Homeowners can explore various water features, such as waterfalls, koi ponds and even rain bells, which offer soothing chime sounds when it rains. One consideration when installing a water feature is whether or not to incorporate live plants. Certain plants are better suited for water features than others.
It is possible to create a miniature ecosystem in a yard by surrounding a water feature with certain plants. Gardening Know-How advises using canna lily or taro at the edge of a pond. These plants thrive with roots in mud and their tops in shallow water. Broadleaf arrowhead is another option, as it can do well in a pond's shallow edges. It's a perennial so it will come back and requires little maintenance.

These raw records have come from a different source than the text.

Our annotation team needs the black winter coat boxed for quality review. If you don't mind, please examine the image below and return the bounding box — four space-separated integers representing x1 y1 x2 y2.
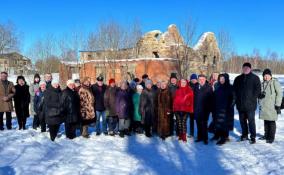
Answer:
139 89 157 125
91 84 107 111
34 90 45 120
193 83 213 120
115 89 131 119
43 86 63 125
14 84 30 117
61 87 80 123
213 84 234 131
233 73 261 111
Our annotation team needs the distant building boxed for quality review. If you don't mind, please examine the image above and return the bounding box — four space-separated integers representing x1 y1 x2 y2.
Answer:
0 52 34 75
60 25 222 82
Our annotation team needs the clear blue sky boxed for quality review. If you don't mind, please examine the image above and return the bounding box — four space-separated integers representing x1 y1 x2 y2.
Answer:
0 0 284 54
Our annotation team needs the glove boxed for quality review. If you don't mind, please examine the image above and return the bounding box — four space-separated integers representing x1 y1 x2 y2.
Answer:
275 106 281 114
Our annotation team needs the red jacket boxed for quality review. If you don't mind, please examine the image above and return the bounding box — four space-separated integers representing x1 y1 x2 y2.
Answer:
173 82 194 113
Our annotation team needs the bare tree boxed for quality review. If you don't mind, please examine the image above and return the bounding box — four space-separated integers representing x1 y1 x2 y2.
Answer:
217 29 235 71
29 34 60 73
0 22 20 54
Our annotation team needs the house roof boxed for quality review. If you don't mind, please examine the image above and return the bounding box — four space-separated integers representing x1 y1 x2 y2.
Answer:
0 52 30 61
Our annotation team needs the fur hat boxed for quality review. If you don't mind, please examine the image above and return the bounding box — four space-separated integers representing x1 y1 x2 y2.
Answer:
66 80 75 86
262 69 272 76
243 62 251 68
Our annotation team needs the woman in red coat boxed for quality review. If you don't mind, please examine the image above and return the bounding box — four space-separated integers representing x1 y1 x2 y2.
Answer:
173 79 194 142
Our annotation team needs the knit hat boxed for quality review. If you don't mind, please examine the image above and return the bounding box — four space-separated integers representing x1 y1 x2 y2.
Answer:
108 78 115 85
142 74 149 79
74 79 80 83
34 73 40 79
198 74 207 79
145 80 153 86
170 72 177 79
243 62 251 68
133 78 140 83
17 75 26 83
82 77 90 83
262 69 272 76
97 75 104 81
39 81 46 86
129 80 137 89
51 79 59 84
190 74 197 80
66 80 75 86
136 84 143 90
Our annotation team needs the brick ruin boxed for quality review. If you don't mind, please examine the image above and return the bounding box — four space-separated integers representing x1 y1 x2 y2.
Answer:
59 25 222 83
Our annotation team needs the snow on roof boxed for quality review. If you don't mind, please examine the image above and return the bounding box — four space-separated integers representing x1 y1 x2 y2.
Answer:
193 32 214 50
61 58 177 65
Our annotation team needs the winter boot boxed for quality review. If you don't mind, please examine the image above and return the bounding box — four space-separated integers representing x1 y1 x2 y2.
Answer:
119 130 124 138
182 133 187 142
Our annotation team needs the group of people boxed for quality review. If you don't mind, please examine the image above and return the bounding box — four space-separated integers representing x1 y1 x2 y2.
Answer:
0 63 283 145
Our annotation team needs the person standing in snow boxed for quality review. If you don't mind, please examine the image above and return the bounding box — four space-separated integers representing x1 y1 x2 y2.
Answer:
14 75 31 130
91 75 108 136
168 73 179 136
61 80 80 139
79 77 95 138
188 74 198 138
233 63 261 144
104 79 118 136
194 74 213 145
173 79 194 142
157 81 173 140
43 80 63 141
139 80 157 137
140 74 149 89
132 85 143 134
44 73 52 89
259 69 283 143
29 74 40 129
211 74 235 145
34 81 46 132
208 72 219 133
115 81 131 137
0 72 16 130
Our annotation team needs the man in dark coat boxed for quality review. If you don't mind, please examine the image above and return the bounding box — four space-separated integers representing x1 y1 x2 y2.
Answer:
115 81 131 137
34 81 46 132
91 75 108 135
43 80 63 141
139 80 157 137
233 63 261 144
104 79 118 136
14 76 30 130
140 74 149 89
212 74 234 145
189 74 198 137
0 72 16 130
168 73 179 136
61 80 80 139
194 74 213 145
44 73 52 89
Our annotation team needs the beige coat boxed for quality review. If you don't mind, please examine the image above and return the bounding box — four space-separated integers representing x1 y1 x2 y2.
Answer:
0 80 16 112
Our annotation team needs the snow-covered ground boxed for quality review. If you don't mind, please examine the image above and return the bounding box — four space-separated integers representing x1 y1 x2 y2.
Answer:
0 111 284 175
0 74 284 175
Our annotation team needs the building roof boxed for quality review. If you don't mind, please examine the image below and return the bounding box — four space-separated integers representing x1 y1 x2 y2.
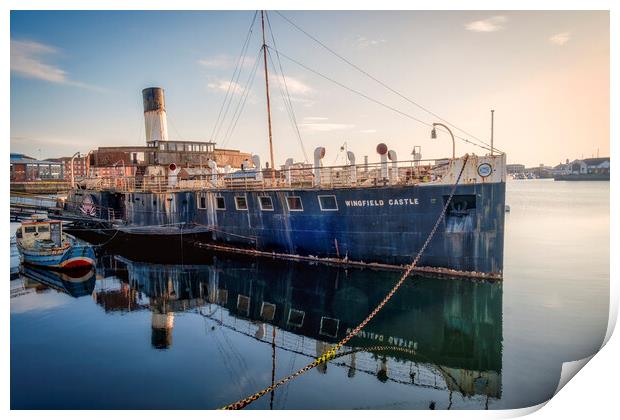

Many plants can live on the surface of the water and provide hiding spots for wildlife in a natural water feature setting. Lotus, also called water lily, is a popular and fragrant option. Water hyacinth produces vibrant lavender flowers that pop on stems that can reach three feet in height. This stunning species can be invasive, but it can be managed by planting within a hoop or submerged woven basket, indicates Happy DIY Home. Other free-floating plants to consider are duckweed, fairy moss and butterfly fern. Floating plants look beautiful and they can help filter water and control algae growth.
Submerged plants are a necessity in water features that have fish. Submerged plants are grown in weighted pots placed on the bottom of the pond. They provide shelter for fish and help oxygenate the water. Hornwort, anacharis, water milfoil, and dwarf sagittaria are some examples of submerged plants.
Water features attract wildlife, including potentially pesky insects. Planting pitcher plants in submerged pots can help reduce the presence of unwanted insects in a water feature.
Some water-loving plants are invasive, so it is always best to check with a local agricultural extension or the Department of Environmental Protection to see if certain floating or submerged plants are restricted where you live. For those who want to contain plants, placing pots of cascading greenery and flowers near to fountains, pools and ponds is another way to add appeal without having to dig in the ground.